After her departure, the nonfiction output of the world’s largest streaming service seems to have undertaken a pretty drastic shift. Undoubtedly the biggest docs Netflix has put out in the last 9 months have been either miniseries, celebrity biographies, or both. Robbie Williams, Sly, Arnold and Beckham are hardly going to earn anyone involved a Pulitzer – all except Arnold gave their subjects some form of producing credit.  

sly documentary 2023
Sylvester Stallone was given an executive producer credit on his Netflix documentary, Sly (Credit: Netflix)

Not that the other media giants are doing much better. Just this year, Disney Plus released its second season of Welcome To Wrexham and Stan Lee. Prime Video has opted for a feature-length documentary on the famously erudite Wayne Rooney. Even one of the best of these celebrity bios, Still: A Michael J Fox Movie, competes for space on Apple TV+ alongside The Super Models – a documentary on the lives of Cindy Crawford, Christy Turlington, Naomi Campbell and Linda Evangelista.

It’s easy to see why. Compared to something like Apolonia, Apolonia, the 13-year study of a French figurative painter, a sit-down interview with the subject of a thousand gossip mags is much easier both to make and to market. With a built-in audience of everyone who’s ever bought a copy of Hello!
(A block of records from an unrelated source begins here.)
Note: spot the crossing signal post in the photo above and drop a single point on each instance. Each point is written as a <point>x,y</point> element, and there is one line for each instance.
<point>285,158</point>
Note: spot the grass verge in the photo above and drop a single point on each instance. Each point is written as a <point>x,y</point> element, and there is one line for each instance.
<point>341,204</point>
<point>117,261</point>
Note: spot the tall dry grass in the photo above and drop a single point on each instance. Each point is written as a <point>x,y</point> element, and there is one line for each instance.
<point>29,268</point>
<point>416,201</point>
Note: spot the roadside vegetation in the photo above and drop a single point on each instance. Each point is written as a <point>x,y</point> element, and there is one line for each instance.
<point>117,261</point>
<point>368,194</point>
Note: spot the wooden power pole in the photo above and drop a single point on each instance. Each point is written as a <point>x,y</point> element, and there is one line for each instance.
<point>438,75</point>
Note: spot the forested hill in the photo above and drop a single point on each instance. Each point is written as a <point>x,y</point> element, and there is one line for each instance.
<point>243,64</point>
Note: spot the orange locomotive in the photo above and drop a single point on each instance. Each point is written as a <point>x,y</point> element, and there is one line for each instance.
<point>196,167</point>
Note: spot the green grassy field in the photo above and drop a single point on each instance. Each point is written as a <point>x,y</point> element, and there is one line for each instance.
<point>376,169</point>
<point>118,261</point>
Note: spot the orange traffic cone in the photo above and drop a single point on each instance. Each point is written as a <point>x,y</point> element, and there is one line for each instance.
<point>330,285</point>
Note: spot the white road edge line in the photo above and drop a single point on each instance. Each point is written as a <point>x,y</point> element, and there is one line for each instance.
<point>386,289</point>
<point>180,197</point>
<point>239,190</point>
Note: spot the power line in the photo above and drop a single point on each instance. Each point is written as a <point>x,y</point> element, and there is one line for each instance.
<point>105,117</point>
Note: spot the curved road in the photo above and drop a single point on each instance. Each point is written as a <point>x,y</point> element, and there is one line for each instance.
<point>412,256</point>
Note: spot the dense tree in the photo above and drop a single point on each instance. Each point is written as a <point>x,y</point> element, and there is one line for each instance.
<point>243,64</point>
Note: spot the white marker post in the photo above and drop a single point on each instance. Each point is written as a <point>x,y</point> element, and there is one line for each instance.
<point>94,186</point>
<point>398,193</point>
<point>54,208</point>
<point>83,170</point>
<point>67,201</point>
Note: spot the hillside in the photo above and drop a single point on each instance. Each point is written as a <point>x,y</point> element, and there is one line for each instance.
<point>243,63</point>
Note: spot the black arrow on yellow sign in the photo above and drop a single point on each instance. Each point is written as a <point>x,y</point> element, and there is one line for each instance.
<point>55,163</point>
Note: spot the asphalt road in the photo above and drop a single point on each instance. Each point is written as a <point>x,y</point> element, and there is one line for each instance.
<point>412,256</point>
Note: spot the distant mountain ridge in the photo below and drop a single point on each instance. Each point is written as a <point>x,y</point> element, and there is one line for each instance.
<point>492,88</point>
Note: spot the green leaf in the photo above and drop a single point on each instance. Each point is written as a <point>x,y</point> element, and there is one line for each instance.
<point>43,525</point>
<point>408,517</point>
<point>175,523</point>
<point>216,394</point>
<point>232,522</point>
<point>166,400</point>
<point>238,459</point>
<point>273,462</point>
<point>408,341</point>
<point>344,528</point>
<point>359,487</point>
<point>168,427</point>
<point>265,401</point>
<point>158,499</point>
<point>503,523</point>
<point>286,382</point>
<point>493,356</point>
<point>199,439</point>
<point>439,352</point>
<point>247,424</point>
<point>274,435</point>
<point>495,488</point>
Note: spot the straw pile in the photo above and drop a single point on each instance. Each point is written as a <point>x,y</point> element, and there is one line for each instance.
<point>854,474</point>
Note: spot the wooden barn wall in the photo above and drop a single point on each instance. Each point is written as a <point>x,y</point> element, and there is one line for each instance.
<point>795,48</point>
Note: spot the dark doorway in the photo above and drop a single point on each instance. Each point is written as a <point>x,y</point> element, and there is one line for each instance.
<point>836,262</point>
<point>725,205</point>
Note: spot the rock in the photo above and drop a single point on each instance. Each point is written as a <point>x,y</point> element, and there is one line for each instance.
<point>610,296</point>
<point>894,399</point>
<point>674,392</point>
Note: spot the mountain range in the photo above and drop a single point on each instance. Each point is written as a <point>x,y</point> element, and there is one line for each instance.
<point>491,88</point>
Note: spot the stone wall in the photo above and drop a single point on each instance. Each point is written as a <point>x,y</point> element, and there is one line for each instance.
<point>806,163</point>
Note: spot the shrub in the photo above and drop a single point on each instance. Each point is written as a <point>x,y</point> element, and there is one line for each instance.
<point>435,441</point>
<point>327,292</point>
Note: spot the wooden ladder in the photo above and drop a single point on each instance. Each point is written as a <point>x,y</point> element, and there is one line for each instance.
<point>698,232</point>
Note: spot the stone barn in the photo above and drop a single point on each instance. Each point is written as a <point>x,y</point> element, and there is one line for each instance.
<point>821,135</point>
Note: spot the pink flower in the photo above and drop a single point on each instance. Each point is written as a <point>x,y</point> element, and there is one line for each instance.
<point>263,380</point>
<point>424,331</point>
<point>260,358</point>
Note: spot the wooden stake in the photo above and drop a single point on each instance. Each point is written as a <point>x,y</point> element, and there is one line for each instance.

Magazine, the economic incentives to find and fund new stories or pieces of investigative journalism just can’t stand up.

So while streamers and studios flirt more with celebrities than the cerebral, it’s been left to independent and international filmmakers to fill in the gaps. But while the Gotham and ISA nominees for best documentary are no-doubt exceptional pieces of work (I’ll hold my hands up and say I haven’t seen any of them in full) at first glance the categories do seem to be lacking some of the scale and spectacle that a doc sometimes needs to break out of very niche circles

For scripted features, it’s well-documented that sometimes, you just have to spend the money to get the film you want. For documentaries in the age of streaming, 2023 might be proof that the same is true for them.